L’Italia è protagonista nella definizione della nuova identità digitale europea. Siamo tra i Paesi pilota del progetto EUDI Wallet, che consentirà ai cittadini di avere sul proprio dispositivo un’identità digitale completa, sicura e riconosciuta in tutta l’Unione. Il nostro contributo si concretizza attraverso l’It-Wallet, che sarà disponibile dal gennaio 2025 e che integrerà al suo interno carta d’identità, patente, tessera sanitaria e altri documenti essenziali.

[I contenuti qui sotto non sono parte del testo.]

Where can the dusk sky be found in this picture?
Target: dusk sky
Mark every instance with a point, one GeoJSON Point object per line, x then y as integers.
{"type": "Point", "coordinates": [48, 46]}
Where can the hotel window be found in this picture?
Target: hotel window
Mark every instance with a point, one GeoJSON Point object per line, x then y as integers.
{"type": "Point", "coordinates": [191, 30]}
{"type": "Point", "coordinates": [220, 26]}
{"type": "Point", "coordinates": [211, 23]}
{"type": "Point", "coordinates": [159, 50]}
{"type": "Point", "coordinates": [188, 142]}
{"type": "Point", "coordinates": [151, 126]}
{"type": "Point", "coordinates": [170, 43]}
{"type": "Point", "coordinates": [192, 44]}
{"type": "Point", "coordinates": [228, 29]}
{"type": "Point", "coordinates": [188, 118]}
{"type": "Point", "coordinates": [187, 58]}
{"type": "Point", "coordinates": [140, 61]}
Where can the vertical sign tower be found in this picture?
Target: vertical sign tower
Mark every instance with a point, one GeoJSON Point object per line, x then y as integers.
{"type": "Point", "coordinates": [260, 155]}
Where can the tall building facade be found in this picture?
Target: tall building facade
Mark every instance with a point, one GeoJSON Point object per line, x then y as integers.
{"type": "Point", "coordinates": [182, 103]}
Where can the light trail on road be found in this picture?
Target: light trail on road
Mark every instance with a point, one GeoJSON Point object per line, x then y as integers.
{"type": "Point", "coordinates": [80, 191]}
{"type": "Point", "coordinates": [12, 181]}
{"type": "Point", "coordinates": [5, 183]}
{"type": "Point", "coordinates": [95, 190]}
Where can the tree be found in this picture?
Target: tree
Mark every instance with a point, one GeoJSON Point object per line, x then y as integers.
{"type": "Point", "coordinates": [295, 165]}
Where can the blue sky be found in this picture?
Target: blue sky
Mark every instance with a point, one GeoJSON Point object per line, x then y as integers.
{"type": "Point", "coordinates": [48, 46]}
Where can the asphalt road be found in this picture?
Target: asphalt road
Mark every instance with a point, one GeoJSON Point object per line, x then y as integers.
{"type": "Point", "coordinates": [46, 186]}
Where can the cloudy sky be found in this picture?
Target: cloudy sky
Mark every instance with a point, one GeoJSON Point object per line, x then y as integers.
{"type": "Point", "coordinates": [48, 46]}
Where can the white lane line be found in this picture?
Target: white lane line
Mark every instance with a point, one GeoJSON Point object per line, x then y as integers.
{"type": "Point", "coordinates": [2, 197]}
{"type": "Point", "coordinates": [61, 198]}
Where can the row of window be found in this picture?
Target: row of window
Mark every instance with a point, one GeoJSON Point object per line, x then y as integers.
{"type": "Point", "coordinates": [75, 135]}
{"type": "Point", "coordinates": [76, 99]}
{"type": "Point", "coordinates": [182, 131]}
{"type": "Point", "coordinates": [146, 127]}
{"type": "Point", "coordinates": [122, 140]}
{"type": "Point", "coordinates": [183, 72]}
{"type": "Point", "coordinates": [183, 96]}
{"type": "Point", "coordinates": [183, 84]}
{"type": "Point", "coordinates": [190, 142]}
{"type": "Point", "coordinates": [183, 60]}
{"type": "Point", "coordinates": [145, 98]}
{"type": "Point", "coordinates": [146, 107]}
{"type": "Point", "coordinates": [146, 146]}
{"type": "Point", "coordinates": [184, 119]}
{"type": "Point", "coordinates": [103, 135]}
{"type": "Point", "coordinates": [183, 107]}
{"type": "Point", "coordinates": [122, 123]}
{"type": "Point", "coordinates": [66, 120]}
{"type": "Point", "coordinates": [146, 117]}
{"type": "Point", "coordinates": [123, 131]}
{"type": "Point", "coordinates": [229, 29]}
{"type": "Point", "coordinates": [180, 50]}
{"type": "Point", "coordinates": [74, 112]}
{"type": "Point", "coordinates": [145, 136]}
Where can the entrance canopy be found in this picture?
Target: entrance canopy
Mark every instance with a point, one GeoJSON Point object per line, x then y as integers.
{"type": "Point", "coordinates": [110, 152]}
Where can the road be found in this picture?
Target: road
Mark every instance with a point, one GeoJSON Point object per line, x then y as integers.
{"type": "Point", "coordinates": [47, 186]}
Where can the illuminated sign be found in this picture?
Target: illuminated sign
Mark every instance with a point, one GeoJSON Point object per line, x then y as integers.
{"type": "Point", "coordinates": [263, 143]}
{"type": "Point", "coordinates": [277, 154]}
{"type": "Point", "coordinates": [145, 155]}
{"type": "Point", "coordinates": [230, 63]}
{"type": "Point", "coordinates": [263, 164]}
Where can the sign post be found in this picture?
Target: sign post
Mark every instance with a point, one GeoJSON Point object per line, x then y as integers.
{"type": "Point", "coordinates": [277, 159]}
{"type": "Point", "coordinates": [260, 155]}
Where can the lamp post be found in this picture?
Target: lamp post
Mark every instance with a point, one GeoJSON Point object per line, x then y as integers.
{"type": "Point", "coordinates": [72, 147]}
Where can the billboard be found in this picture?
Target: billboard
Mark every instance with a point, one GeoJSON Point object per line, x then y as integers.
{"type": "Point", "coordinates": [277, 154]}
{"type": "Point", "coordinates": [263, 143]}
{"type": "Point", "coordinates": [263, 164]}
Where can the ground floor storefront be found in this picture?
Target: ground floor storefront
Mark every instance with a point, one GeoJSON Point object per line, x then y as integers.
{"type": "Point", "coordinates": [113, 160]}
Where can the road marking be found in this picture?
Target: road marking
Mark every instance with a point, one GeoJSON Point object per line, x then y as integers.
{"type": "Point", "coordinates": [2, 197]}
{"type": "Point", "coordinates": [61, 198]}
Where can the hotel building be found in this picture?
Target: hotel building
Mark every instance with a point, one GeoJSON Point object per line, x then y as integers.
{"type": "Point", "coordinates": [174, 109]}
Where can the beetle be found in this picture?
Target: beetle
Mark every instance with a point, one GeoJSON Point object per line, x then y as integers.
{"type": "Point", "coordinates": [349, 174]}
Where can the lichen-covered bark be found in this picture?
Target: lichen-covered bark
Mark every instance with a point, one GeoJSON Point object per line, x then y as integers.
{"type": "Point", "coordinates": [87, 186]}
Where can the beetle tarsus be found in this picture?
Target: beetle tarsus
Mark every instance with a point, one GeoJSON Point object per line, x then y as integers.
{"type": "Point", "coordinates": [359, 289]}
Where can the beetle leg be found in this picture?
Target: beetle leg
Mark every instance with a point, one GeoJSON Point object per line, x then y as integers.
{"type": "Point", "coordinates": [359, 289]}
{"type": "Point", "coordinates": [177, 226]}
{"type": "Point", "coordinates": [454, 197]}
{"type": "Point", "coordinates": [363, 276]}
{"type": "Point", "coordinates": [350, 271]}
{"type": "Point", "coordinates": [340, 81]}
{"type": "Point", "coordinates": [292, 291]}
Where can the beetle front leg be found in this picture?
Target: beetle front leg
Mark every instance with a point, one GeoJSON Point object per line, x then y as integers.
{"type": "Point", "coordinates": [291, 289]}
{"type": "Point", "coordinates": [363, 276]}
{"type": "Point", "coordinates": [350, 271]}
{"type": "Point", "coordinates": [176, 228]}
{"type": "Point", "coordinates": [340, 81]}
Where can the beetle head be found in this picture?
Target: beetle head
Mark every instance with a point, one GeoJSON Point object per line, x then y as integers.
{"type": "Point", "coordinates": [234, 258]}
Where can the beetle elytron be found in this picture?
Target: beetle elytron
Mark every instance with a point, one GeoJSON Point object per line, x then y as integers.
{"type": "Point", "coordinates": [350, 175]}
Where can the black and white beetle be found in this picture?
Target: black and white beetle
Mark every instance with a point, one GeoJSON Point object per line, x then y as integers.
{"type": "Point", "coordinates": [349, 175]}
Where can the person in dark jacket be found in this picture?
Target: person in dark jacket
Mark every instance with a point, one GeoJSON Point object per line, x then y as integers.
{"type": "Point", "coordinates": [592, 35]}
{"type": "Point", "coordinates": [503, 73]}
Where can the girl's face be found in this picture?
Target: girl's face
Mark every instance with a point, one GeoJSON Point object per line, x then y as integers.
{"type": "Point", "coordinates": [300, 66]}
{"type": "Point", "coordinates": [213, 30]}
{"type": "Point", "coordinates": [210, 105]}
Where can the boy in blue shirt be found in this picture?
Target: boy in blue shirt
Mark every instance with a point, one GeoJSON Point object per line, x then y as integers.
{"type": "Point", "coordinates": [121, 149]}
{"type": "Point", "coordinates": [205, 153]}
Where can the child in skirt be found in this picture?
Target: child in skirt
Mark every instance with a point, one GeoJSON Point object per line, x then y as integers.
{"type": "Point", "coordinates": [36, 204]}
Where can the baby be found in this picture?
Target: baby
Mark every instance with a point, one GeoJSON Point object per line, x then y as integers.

È uno strumento che permetterà di accedere ai servizi pubblici e privati in modo semplice e sicuro, nel pieno rispetto delle normative eIDAS. Inoltre, grazie alla piattaforma AppIO, tra le più avanzate in Europa, potremo offrire una user experience unificata, già in linea con gli standard europei. L’Italia si presenta dunque non solo come beneficiaria di queste innovazioni, ma come Paese guida nella loro implementazione. Crediamo in un’identità digitale europea interoperabile, sovrana e in grado di rafforzare la fiducia dei cittadini nella trasformazione digitale.